RUCAIBox/TextBox

How to create a custom dataset for machine translation

Closed this issue · 4 comments

what to do if a phrase has several translations.
Will this dataset be correct?
train.src:

I like the color green.
I like the color green.

train.tgt

Мне нравится зелёный цвет.
Я люблю зелёный цвет.

how will the BLEU metric work on it?

When you utilize it for training, you can create train.src and train.tgt by spliting them, just like what you do.
When validation and testing, BLEU supports to conduct the score with multiple refernece, you should write the unique in the valid/test.src and their corresponding translations with repr expressions in lists in valid/test.tgt.

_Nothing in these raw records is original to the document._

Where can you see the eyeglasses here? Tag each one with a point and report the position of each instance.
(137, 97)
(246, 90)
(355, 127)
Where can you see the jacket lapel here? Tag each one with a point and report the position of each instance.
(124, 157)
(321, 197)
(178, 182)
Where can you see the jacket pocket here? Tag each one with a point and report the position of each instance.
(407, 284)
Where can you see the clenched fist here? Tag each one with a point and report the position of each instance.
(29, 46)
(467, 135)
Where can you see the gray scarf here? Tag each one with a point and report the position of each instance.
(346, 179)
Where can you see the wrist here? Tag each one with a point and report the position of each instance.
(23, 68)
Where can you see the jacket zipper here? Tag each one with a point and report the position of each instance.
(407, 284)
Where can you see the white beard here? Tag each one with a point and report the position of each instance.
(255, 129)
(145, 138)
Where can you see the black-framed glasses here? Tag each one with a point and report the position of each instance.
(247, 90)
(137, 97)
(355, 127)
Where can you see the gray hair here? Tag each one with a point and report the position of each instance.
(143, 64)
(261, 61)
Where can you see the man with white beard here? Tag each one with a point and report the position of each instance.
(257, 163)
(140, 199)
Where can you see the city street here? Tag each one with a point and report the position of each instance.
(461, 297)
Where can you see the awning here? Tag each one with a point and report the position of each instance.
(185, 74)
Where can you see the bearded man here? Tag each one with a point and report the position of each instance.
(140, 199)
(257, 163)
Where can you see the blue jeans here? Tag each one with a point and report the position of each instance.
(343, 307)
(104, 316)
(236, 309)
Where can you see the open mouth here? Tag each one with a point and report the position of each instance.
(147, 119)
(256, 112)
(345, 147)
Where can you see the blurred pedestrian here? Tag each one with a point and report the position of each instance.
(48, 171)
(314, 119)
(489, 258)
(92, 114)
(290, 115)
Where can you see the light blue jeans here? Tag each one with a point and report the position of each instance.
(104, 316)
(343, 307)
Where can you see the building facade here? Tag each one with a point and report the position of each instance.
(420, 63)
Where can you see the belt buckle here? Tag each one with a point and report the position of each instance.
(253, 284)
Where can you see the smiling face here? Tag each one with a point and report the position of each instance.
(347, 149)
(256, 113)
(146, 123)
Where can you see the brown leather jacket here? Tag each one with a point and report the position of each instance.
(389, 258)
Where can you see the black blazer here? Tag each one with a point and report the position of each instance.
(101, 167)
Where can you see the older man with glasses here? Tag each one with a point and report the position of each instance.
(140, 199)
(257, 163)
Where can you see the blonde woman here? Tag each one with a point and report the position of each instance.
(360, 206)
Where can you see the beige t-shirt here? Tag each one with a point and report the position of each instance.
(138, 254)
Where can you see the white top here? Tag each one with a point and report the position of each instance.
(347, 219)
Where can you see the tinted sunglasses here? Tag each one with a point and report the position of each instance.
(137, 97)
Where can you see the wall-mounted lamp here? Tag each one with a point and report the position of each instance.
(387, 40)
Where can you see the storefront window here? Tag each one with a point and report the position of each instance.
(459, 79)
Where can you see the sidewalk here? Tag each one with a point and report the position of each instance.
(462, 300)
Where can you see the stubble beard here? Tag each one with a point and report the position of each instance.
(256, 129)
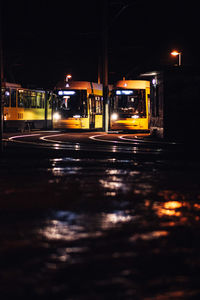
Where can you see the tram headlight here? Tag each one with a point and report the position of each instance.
(114, 117)
(56, 116)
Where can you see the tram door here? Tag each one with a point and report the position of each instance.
(92, 111)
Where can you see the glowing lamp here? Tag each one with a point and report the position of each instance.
(176, 53)
(68, 76)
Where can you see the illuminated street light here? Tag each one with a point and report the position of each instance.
(175, 53)
(68, 76)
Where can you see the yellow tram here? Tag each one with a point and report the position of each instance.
(129, 105)
(79, 105)
(25, 107)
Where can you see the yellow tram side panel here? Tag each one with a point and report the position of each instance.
(98, 121)
(72, 123)
(26, 114)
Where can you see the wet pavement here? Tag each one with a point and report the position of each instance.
(88, 225)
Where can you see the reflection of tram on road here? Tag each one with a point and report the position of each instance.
(79, 106)
(25, 108)
(129, 105)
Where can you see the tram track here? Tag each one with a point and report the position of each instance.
(93, 143)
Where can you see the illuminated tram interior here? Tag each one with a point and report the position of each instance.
(79, 106)
(129, 105)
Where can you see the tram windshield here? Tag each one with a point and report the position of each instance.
(72, 102)
(129, 102)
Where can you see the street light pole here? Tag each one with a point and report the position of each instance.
(1, 82)
(105, 64)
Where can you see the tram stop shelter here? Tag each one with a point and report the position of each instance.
(175, 103)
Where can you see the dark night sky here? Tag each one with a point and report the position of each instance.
(42, 41)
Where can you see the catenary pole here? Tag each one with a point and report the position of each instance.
(105, 64)
(1, 81)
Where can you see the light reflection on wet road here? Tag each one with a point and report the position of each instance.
(99, 228)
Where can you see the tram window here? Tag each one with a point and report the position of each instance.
(27, 99)
(131, 104)
(13, 98)
(98, 105)
(20, 99)
(33, 100)
(40, 100)
(6, 97)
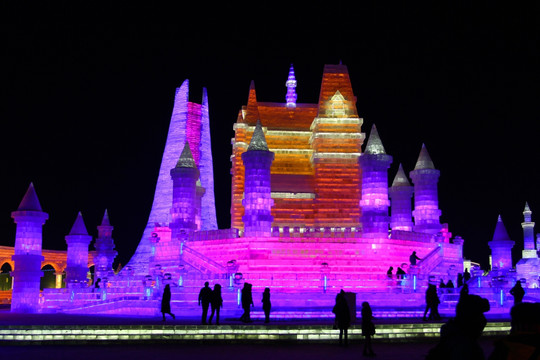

For example:

valid/test.src

abc
edf

valid/test.tgt

"['ABC', 'Abc']"
"['DEF', 'Def', 'DEf']"

The target translations may not need to be the same number.

Ok, thanks.
would it be correct to swap them?
valid/test.src

"['ABC', 'Abc']"
"['DEF', 'Def', 'DEf']"

valid/test.tgt

abc
edf

can I do it from config and not change the file extensions?
If I have dataset A->B, but need model B->A

No, you cannot swap them as you showed. You need to split them one-by-one. It only supports one-to-one or one-to-many, rather than many-to-one.

If you have dataset A->B, but need model B->A. You need to create the dataset by yourself. Our config has not supported that.

Thanks for help